Heat and light are not the same, but they’re equally harmful to wine. Leave your Cabernet collection in the trunk of your car for a whole summer day. Chances are every single bottle will be ‘cooked’ and damaged beyond recognition.
Although humidity will not damage your wine directly, too much of it will mess with the bottle’s labels. More importantly, humidity can damage the cork that keeps your precious wine in the bottle.
Too little humidity can also be dangerous. It can dry the corks, allowing wine’s fourth mortal enemy to make a move — oxygen.
Perhaps you already know this, but the small space between the wine and the cork inside a bottle is filled with inert gas and not air. If oxygen gets in contact with the liquid, it will oxidize it; the wine will brown and lose most of its fresh aroma.
The tiniest amounts of oxygen molecules that find their way through the cork, though, are beneficial. They age the wine slowly and steadily, allowing it to evolve.
Storing Red Wine Properly
Red wine is not all created equal. Everyday drinking reds, young wines meant for you to quaff during their first three to five years, need less attention than contemplative wines designed to be collected and enjoyed over a few decades.
Either way, you should keep your bottles of red wine safe from its enemies. Lay your bottles sideways, in a dark environment at a temperature between 45° F (7ºC) and 65° F (18ºC); with the sweet spot at 55ºF (13ºC).
By the way, the fridge is not ideal for storing wine as its temperature is often below 45° F (7ºC). Instead, you should invest in a proper wine cellar.
As for wine storage humidity, anywhere between 50 and 80 percent humidity is widely considered safe. You’ll prevent the corks from drying out while keeping mold at bay. These are the optimal wine storage conditions.
Storing White Wine Properly
The question arises, should white wines be stored at different temperatures?
Let’s start by saying than over 90% of the white wines are nicer when young, during the bottle’s first three years. For most white wine, the younger, the better.
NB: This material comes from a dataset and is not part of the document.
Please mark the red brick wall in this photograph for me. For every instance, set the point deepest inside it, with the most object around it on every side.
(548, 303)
Yes, there are contemplative white wines made to withstand the test of time, from white Burgundy to Napa Chardonnays, from German Rieslings to Champagne and all kinds of dessert wines. You should store these in proper wine storages and at the correct storage temperature, too.
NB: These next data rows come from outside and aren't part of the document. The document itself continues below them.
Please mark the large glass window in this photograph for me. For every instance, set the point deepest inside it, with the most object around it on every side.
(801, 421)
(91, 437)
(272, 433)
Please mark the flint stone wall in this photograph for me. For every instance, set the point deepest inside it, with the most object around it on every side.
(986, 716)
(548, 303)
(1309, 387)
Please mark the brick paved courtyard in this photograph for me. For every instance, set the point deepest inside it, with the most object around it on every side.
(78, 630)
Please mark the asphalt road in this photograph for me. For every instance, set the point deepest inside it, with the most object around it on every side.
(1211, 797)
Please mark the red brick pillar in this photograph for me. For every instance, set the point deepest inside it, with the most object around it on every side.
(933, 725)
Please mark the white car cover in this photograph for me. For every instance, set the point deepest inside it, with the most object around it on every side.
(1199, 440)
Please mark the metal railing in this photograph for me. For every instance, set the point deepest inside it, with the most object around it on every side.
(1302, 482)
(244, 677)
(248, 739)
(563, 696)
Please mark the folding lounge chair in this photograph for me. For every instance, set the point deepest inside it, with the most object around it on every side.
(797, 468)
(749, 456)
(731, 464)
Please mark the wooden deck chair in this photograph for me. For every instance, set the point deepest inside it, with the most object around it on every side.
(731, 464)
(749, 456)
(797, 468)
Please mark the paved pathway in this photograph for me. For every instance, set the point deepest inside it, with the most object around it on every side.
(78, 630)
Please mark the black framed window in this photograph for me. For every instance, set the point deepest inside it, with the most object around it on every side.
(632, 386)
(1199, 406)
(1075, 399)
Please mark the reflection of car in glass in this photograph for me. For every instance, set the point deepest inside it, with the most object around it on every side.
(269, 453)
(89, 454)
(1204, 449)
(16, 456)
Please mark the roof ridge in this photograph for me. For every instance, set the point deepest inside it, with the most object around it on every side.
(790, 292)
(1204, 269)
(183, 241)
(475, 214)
It would help if you store these wines at the same temperature and humidity as red wine, between 45° F (7ºC) and 65° F (18ºC), and humidity levels between 50 and 80 percent.
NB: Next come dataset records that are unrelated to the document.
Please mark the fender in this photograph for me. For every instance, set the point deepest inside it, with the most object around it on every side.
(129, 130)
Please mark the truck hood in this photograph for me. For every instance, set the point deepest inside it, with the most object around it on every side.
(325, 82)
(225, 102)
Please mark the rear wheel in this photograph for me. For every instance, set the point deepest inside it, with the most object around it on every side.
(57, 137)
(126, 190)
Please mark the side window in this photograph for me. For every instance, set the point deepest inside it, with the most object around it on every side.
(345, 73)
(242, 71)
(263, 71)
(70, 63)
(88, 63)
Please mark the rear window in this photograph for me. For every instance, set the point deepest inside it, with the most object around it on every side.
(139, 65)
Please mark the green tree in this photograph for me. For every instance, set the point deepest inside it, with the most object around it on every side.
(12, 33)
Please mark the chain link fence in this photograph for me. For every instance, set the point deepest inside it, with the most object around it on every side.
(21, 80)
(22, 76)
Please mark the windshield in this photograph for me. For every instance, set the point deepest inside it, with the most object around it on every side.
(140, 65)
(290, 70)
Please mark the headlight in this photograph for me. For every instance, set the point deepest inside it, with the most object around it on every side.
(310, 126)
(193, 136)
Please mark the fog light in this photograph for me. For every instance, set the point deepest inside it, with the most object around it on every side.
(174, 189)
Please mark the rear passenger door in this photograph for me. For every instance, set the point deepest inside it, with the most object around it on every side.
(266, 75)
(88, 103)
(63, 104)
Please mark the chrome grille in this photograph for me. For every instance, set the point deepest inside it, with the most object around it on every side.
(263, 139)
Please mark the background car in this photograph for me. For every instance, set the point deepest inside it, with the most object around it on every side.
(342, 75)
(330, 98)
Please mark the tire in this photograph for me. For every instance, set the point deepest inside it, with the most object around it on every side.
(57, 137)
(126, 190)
There’s no significant difference in red and white wine’s evolution, so you shouldn’t treat them differently — unless you’re ready to pour them.
The Best Wine Service Temperature
The real difference between red and wine storage conditions comes when it’s time to pop open those corks.
Light-bodied red wines, like Gamay, Grenache, Saint Laurent or Pinot Noir should be served between 50ºF (10ºC) and 60ºF (16ºC). Full-bodied red wines, like Cabernet, Syrah or Malbec are more enjoyable at a temperature between 60ºF (16ºC) and 64ºF (18ºC). As you see, these temperatures are well within our ideal storage conditions.
You must serve white wines colder than that. Between 40ºF (4ºC) and 50ºF (10ºF) depending on the wine’s body, which is why some people prefer to store their white wine bottles in separate, cooler wine storage units. They’re always ready to pour wine at the right serving temperature.
For example, restaurants, who need to keep their wine safe while maintaining it at proper serving temperatures, will need to store their red and white bottles at different storage temperatures. You, on the other hand, are probably OK with a single compartment for your wine collection. You can always chill your white wine bottles in an ice bucket 30 minutes before serving.
There you have it…
Red and white wines are different, yes, and they’re most enjoyable at precise serving temperatures. Still, there’s no significant distinction when it comes to keeping your bottles safe from light, heat, humidity, and oxygen.
Enjoy your newfound wine storage knowledge with friends and family, and let’s have a toast for wine well kept.